2017-06-14 19:28:39 | ブログ短編

「ここのケーキ、美味(おい)しいねぇ」
 陽子(ようこ)はケーキをひとくち食べて幸(しあわ)せな気分(きぶん)になった。
 政夫(まさお)は陽子の笑顔を見るのが好きだった。だから、美味しいお店を見つけると、それを口実(こうじつ)に陽子を連れ出していた。彼女とは学生のときからの付き合いで、初めて会ったときから恋(こい)に落ちてしまった。陽子の方は、そんなことまったく気づいてはいなかったが…。
 陽子はケーキを食べ終わると、「ねえ、何か話があるって言ってたけど。なに?」
「それがね。あの…」政夫は今日こそ、告白(こくはく)しようと決心(けっしん)していたが…。
「私もね、田中(たなか)君に言わなきゃいけないことがあるんだ」陽子は改(あらた)まって切り出した。

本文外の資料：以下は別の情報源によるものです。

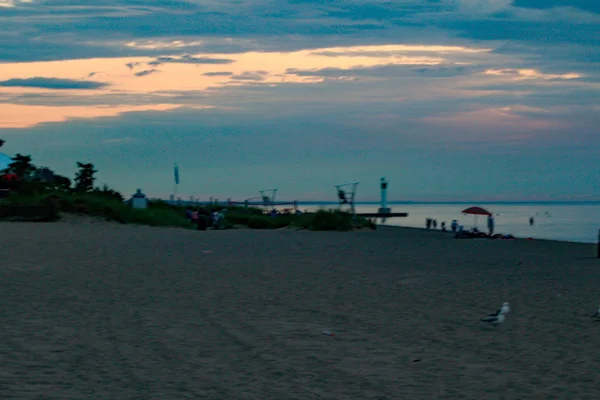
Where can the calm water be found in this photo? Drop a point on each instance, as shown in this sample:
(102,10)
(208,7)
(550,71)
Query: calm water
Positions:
(570,222)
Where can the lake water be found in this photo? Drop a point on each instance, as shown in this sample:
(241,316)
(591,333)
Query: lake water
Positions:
(565,221)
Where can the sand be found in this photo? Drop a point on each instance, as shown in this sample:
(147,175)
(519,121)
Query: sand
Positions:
(106,311)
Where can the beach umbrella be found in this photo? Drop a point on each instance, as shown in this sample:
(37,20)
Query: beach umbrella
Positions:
(476,211)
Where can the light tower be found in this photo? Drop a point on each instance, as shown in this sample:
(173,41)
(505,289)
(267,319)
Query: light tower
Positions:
(384,209)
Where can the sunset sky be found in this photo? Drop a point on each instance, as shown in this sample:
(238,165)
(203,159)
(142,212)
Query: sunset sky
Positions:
(450,99)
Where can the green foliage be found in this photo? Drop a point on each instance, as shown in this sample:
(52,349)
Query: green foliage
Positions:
(85,177)
(320,221)
(61,183)
(22,166)
(108,193)
(329,220)
(97,205)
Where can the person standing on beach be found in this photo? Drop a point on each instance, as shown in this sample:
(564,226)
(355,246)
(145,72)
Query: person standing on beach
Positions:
(491,224)
(454,225)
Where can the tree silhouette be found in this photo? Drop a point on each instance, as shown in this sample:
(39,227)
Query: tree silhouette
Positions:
(22,166)
(84,178)
(62,182)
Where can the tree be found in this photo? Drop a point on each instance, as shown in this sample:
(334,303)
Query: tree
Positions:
(62,182)
(109,193)
(84,178)
(22,166)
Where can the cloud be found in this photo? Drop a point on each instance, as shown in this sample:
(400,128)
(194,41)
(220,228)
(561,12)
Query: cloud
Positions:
(188,59)
(224,73)
(587,5)
(251,76)
(146,72)
(386,71)
(52,83)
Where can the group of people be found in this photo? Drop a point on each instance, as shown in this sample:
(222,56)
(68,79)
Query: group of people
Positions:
(432,223)
(455,227)
(204,219)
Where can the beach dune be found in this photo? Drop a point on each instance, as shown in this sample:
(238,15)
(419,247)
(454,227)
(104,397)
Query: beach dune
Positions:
(106,311)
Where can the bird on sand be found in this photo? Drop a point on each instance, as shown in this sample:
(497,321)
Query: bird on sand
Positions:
(494,319)
(499,316)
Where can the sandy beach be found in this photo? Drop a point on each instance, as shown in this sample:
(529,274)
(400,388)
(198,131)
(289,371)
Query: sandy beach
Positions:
(107,311)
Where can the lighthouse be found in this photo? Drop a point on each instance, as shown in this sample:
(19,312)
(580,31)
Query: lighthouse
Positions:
(384,209)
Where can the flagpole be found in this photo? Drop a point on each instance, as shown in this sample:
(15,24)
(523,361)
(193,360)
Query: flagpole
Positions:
(176,176)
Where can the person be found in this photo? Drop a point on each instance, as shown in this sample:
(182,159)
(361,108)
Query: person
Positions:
(454,225)
(491,224)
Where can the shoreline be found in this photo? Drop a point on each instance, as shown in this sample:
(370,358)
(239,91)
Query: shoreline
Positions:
(450,233)
(140,312)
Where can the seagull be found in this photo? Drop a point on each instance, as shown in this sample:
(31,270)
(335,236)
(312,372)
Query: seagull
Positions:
(499,316)
(505,309)
(494,319)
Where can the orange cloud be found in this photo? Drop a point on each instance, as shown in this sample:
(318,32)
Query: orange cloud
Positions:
(23,116)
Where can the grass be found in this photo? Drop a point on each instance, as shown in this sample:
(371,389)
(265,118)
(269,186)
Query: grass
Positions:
(160,213)
(101,206)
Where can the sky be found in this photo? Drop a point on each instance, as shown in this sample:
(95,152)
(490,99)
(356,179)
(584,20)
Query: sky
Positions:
(451,100)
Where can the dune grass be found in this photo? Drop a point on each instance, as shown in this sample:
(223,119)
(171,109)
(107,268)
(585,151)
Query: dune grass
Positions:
(160,213)
(110,209)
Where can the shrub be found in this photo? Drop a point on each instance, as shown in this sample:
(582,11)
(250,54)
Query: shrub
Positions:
(329,220)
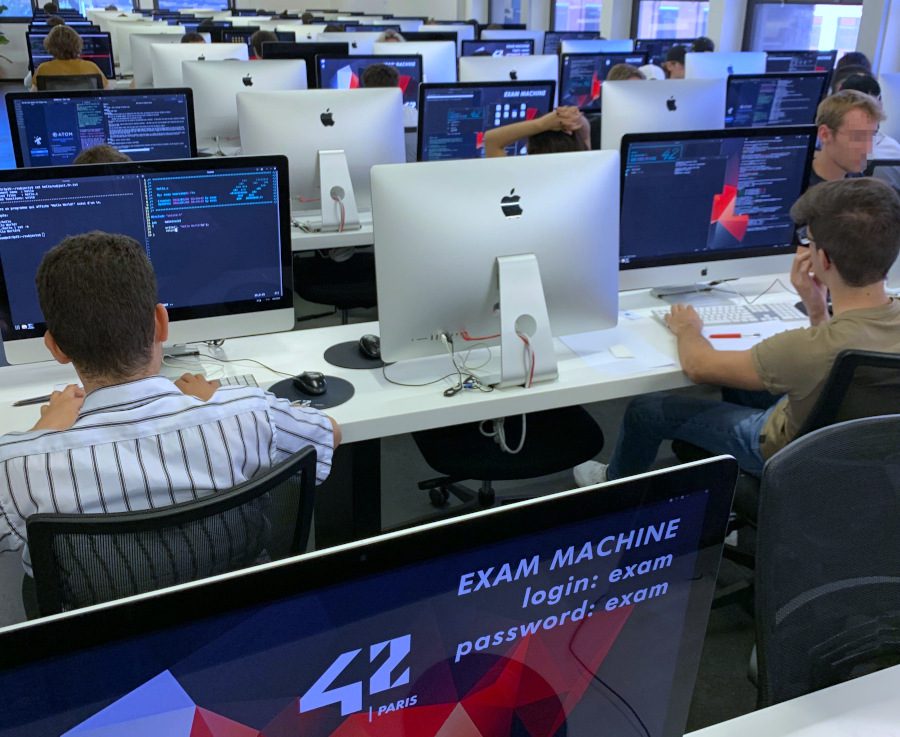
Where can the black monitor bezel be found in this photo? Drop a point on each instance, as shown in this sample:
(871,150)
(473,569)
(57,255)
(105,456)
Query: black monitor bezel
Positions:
(428,86)
(12,97)
(712,255)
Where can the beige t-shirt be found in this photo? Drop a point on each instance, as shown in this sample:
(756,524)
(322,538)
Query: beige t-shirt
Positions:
(796,363)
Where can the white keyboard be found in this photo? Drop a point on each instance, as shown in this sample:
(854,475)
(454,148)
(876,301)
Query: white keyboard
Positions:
(737,314)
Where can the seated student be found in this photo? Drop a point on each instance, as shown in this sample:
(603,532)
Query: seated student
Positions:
(847,122)
(131,439)
(65,45)
(854,237)
(561,130)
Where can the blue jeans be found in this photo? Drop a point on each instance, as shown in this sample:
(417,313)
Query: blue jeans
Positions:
(731,427)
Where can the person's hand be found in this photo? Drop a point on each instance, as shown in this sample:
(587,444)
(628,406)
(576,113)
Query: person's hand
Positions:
(196,385)
(683,318)
(63,409)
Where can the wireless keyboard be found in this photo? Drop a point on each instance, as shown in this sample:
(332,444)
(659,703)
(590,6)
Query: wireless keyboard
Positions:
(737,314)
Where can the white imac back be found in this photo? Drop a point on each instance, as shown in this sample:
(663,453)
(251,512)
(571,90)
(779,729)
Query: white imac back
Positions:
(665,105)
(166,59)
(438,57)
(440,226)
(216,84)
(367,124)
(721,64)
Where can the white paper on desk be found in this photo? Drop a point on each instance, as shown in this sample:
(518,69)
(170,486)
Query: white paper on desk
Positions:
(594,349)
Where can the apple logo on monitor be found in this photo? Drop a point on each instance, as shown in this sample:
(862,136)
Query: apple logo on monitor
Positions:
(510,204)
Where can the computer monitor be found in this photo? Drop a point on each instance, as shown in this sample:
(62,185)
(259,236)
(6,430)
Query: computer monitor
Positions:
(97,47)
(224,269)
(800,61)
(460,218)
(710,205)
(721,64)
(553,39)
(166,59)
(454,117)
(344,73)
(658,48)
(438,57)
(663,105)
(789,98)
(51,128)
(509,47)
(421,631)
(216,85)
(366,124)
(582,76)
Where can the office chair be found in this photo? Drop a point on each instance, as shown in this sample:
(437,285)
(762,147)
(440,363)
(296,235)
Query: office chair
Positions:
(84,559)
(828,562)
(54,82)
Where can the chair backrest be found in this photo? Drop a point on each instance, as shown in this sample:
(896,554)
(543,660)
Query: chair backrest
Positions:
(828,558)
(83,559)
(69,82)
(861,384)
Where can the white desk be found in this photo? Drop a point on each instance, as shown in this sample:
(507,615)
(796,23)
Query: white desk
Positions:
(864,707)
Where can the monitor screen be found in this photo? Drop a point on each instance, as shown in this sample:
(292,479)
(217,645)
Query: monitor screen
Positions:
(51,128)
(756,100)
(453,118)
(97,48)
(216,230)
(582,76)
(543,618)
(728,194)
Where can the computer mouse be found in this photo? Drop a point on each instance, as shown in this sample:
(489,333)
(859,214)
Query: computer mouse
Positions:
(310,382)
(370,346)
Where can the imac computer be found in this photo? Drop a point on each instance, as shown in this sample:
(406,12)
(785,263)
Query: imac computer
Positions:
(97,47)
(518,620)
(166,59)
(800,61)
(509,47)
(494,249)
(223,266)
(721,64)
(454,117)
(662,105)
(710,205)
(788,98)
(438,57)
(216,85)
(332,139)
(581,76)
(52,128)
(345,73)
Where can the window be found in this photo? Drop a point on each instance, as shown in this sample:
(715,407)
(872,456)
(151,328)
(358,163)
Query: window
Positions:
(665,19)
(577,15)
(802,25)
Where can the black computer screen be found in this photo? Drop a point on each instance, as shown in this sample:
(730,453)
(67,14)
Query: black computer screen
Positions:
(453,117)
(52,128)
(707,195)
(97,47)
(213,232)
(756,100)
(582,76)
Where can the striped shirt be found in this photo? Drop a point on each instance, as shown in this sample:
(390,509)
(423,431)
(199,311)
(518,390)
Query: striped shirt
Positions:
(145,444)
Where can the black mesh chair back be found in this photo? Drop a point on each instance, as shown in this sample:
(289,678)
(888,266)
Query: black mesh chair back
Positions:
(84,559)
(827,575)
(55,82)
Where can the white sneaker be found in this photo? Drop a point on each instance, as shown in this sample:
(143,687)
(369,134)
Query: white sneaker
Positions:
(590,473)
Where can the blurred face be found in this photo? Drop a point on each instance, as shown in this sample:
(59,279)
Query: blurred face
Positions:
(850,145)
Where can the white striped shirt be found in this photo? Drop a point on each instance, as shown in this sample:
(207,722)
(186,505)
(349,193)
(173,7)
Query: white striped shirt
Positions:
(145,444)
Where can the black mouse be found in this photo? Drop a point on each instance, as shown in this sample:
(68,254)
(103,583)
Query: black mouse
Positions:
(370,346)
(310,382)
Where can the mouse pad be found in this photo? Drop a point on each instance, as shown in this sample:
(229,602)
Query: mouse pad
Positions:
(339,391)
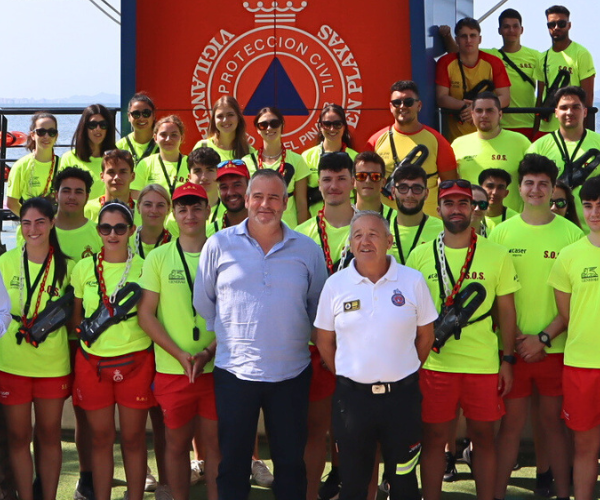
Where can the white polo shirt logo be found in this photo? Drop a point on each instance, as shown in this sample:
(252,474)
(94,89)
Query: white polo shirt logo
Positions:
(353,305)
(398,299)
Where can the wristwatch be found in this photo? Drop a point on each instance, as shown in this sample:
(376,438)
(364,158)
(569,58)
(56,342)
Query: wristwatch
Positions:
(544,338)
(509,358)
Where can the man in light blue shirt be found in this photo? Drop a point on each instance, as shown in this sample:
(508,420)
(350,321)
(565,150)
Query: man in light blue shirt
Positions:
(257,287)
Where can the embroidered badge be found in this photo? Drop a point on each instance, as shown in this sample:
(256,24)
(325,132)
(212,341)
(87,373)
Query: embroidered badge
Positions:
(353,305)
(398,299)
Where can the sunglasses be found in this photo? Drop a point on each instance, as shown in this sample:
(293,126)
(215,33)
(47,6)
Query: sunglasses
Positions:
(553,24)
(482,205)
(408,102)
(559,202)
(236,163)
(92,125)
(146,113)
(274,123)
(106,229)
(41,132)
(336,124)
(405,188)
(363,176)
(451,182)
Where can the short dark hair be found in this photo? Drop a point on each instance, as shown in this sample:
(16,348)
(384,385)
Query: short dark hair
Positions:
(558,9)
(410,173)
(570,90)
(402,85)
(467,22)
(533,163)
(509,14)
(74,172)
(487,95)
(590,191)
(204,156)
(114,155)
(336,162)
(370,157)
(494,172)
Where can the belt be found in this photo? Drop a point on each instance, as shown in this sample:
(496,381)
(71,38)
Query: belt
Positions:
(379,387)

「私ね、来月(らいげつ)からパリに行くの。向こうで、本格的(ほんかくてき)にパティシエの修業(しゅぎょう)をしようと思って。今のお店の店長ね、若いころパリで修業してて。知り合いのパティシエを紹介(しょうかい)してもらったの。その人のお店で働(はたら)けることになっちゃったんだ」
「えっ、そうなの…」政夫は、頭の中がまっ白になった。
「最低(さいてい)でも四、五年は頑張(がんば)ろうと思って。だから、美味しいもの倶楽部(くらぶ)はお休みさせて下さい。また日本に戻ってきたら復帰(ふっき)するから、お願い」陽子は手を合わせた。
「そうか…。陽子の夢だったもんな…。よかったじゃないか、頑張ってこいよ!」
「うん、ありがとうね。あっ、私が戻ってくるまでに、ちゃんと部員増(ふ)やしといてよね」
<つぶやき>彼女の夢を叶(かな)えるため、男はじっと我慢(がまん)するのです。つらいっす、ほんとに。